I guess so many people wrote something about it, so it’s pretty discouraging even to attempt to write something “new.” 

But as a Fox, I’m pretty shameless, so let’s try.

I sincerely believe that every human being is unique, and with that comes a different opinion. I didn’t want to visit Nara, by ani means it’s a beautiful town but not in the monsoon season. Especially if you attempt to get some pretty pictures from the forest and old shrines. It’s wet, dirty, and cold because you will get soaking wet in a couple of minutes. 

And yet, despite all arguments I just wrote, I couldn’t say “no,” to my mother, who was ”VERY” excited to see bowing deer. 

That’s why I made my own investigation about Nara along the way, and want to share it with you. Here it will be more facts and destinations you should consider, and if you want more story type things, you should click here. If you prefer all the facts in one place, you should continue reading.

I know that Google may help with the “Top 10 attractions in Nara”; the problem is that that kind of search usually mentions only the most popular one. And with that, you’ll get a BIG amount of tourists; I’m on the other hand, picked my places based on 50/50 raite. It means that half of them are trendy, and the other half not so intensely crowded.

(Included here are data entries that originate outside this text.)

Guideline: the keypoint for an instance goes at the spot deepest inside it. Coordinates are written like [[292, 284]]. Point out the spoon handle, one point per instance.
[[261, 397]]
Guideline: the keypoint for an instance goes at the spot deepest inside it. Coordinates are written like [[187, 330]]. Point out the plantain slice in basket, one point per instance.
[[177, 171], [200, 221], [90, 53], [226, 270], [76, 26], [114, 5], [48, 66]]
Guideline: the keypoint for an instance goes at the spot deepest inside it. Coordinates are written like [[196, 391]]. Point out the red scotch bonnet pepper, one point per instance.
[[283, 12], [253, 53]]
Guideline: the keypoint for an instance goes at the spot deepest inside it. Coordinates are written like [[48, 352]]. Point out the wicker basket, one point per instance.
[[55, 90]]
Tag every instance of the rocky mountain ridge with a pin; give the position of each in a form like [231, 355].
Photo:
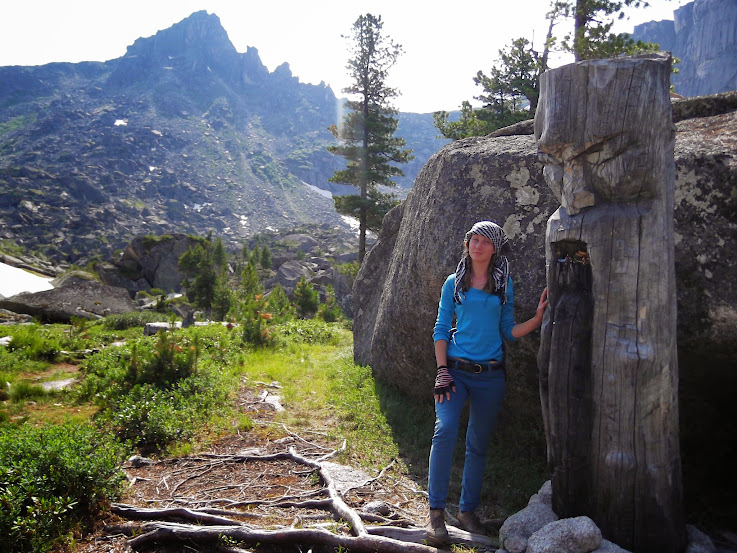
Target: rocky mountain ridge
[703, 35]
[181, 134]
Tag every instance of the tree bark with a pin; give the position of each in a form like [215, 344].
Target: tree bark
[607, 360]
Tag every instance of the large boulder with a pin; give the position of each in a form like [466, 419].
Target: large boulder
[148, 262]
[75, 294]
[500, 178]
[397, 289]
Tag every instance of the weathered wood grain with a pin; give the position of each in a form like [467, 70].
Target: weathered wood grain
[608, 365]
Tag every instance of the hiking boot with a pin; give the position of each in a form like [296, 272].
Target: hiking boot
[435, 531]
[471, 523]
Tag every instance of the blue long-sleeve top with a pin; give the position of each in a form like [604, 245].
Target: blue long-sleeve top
[481, 322]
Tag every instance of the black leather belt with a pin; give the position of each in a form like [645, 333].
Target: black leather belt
[468, 366]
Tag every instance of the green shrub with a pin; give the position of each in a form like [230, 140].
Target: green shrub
[306, 298]
[152, 418]
[131, 319]
[157, 391]
[330, 311]
[349, 269]
[34, 342]
[308, 331]
[52, 479]
[255, 320]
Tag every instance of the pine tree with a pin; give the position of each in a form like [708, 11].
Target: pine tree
[592, 24]
[366, 134]
[265, 258]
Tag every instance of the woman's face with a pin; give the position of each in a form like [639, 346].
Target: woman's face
[480, 248]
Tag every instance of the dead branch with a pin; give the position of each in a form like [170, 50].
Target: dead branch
[197, 517]
[168, 532]
[370, 480]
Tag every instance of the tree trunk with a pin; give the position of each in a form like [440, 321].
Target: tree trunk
[607, 360]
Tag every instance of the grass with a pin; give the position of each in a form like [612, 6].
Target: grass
[321, 387]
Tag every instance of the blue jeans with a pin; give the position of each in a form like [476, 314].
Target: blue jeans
[486, 393]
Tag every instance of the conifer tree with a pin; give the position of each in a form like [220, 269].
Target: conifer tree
[366, 134]
[511, 89]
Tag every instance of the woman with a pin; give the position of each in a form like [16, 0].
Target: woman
[470, 366]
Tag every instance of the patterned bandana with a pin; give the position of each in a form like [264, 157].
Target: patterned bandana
[500, 270]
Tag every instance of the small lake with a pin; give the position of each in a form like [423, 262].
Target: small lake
[14, 281]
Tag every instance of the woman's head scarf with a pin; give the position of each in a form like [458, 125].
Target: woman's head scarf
[500, 268]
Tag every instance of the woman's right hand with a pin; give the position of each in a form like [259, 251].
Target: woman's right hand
[444, 384]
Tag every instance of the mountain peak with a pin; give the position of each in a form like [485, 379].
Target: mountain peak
[196, 45]
[200, 31]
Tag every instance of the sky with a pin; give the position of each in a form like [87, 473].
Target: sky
[444, 43]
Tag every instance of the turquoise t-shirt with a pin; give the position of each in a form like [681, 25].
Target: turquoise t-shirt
[481, 322]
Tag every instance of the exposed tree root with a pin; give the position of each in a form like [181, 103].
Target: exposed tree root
[194, 521]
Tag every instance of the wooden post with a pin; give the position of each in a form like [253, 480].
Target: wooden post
[607, 360]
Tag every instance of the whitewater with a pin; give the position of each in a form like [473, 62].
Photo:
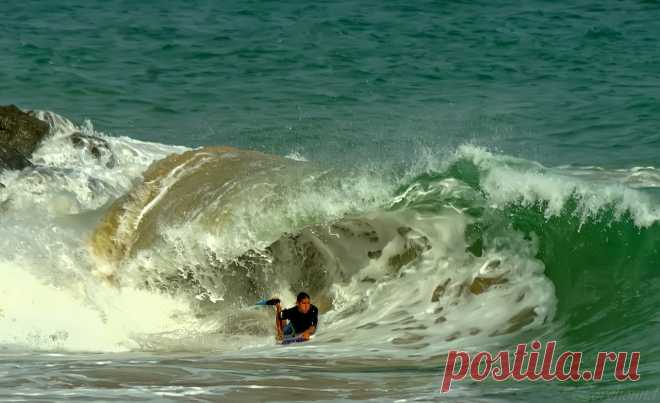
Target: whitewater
[136, 273]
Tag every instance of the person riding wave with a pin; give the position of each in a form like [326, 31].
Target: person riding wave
[302, 318]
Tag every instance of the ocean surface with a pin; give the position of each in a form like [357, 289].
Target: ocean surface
[437, 175]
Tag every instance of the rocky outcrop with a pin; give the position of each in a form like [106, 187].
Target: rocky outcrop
[20, 134]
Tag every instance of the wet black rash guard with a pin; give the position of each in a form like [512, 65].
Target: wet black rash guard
[301, 321]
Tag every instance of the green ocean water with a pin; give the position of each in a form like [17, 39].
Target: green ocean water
[539, 122]
[558, 82]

Tōdai-ji is a Buddhist temple complex that was once one of the powerful Seven Great Temples

Japan’s first permanent capital settled in the year  710 at Heijo, the city now known as Nara (奈良). Before that date, the capital used to be moved to a new location whenever a new emperor ascended to the throne. 

However, as the political ambitions and influence of the city’s monasteries grew and became a severe threat to the government, the capital was moved ones again from Nara to Nagaoka in 784. But that didn’t stop ambitious people, so in a few years, capital was moved to Kyoto.

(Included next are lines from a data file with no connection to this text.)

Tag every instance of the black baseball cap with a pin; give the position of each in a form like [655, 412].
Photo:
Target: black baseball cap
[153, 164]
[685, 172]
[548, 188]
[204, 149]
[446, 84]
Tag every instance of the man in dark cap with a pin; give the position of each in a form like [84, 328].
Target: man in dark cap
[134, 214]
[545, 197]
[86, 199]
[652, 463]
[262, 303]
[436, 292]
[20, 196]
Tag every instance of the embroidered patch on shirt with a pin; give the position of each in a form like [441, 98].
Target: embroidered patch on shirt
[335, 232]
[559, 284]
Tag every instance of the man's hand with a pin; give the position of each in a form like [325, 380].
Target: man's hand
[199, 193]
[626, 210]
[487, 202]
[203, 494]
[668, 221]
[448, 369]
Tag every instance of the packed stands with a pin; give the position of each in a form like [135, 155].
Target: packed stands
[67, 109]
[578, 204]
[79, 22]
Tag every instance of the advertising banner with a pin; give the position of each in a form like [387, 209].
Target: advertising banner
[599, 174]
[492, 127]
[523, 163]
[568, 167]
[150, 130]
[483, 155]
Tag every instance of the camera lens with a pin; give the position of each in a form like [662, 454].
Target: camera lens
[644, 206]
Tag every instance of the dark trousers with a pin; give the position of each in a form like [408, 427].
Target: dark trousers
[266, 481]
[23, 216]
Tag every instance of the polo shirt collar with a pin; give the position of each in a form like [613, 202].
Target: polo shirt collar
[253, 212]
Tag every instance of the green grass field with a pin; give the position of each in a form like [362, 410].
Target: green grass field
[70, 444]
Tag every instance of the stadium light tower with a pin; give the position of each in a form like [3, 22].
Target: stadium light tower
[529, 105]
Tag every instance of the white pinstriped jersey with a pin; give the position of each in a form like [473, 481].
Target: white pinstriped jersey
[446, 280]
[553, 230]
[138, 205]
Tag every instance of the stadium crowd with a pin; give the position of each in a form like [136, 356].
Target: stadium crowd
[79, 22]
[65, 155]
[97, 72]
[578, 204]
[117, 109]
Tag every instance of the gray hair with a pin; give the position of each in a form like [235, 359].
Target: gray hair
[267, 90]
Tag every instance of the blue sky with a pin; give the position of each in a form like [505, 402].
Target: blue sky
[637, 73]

Nara is located ideally for the day trips, or weekend travels, less than one hour from Kyoto and Osaka. Because of its reach history and beeing the first permanent capital, the city remains full of historic treasures, including some of Japan’s oldest and largest temples.

How to travel between Nara and Kyoto

I’m an old school traveler, and prefer to use trains 🙂

 You can choose between two railway companies, JR and Kintetsu, both provide train connections between Kyoto and Nara:

By Japan Railways (JR)

Direct, 45 minutes, 710 yen one way, two times per hour

Miyakoji rapid trains operate every 30 minutes between Kyoto Station and JR Nara Station. 

The one-way trip takes 45 minutes, costs 710 yen, and is covered by the Japan Rail Pass.

 For the same fare, the trip could also be made by twice-hourly local trains in 75 minutes.

By Kintetsu Railways

0-1 transfers, 35-45 minutes, 620-1130 yen one way, multiple times per hour:

Two times an hour, you can catch nonetheless, then – limited Express. I can’t say that I’m a big spender during my travels, but Sakura Liner gives you good airplane experience. Deluxe seats have a reclining function, footrest, and electric outlet, which mainly is a big positive moment when you are traveling.

 You should treat yourself and choose limited Express, trains take about 35 minutes and cost 1130 yen for the one way trip from Kyoto Station to Kintetsu Nara Station. 

Alternatively, there are hourly direct express trains that take 45 minutes and cost 620 yen one way. There are additional connections by express trains if you do not mind transferring once at Yamato-Saidaiji Station. The Japan Rail Pass is not valid on Kintetsu trains.

Passes and Tickets

The Nara Bus Pass provides unlimited use of Nara Kotsu buses around Nara. It comes as a 1-Day Pass for 500 yen that covers central Nara and the Toshodaiji/Yakushiji area, a 1-Day Pass Wide for 1000 yen that additionally covers the Horyuji area, and a 2-Day Pass for 1500 yen that additionally covers the Asuka area. The pass is on sale at the bus ticket offices across the street from Kintetsu Nara Station and inside JR Nara Station.

A sort of an extension of the Nara Bus Pass’ 1-day wide version is the 1-Day and 2-Day Kintetsu Rail Pass, which is available to foreign tourists only. In addition to the buses around Nara (as far as Horyuji), it also covers unlimited rides on Kintetsu local, rapid and express trains between Osaka, Nara, and Kyoto. The 1-day pass costs 1500 yen while the 2-day pass costs 2500 yen.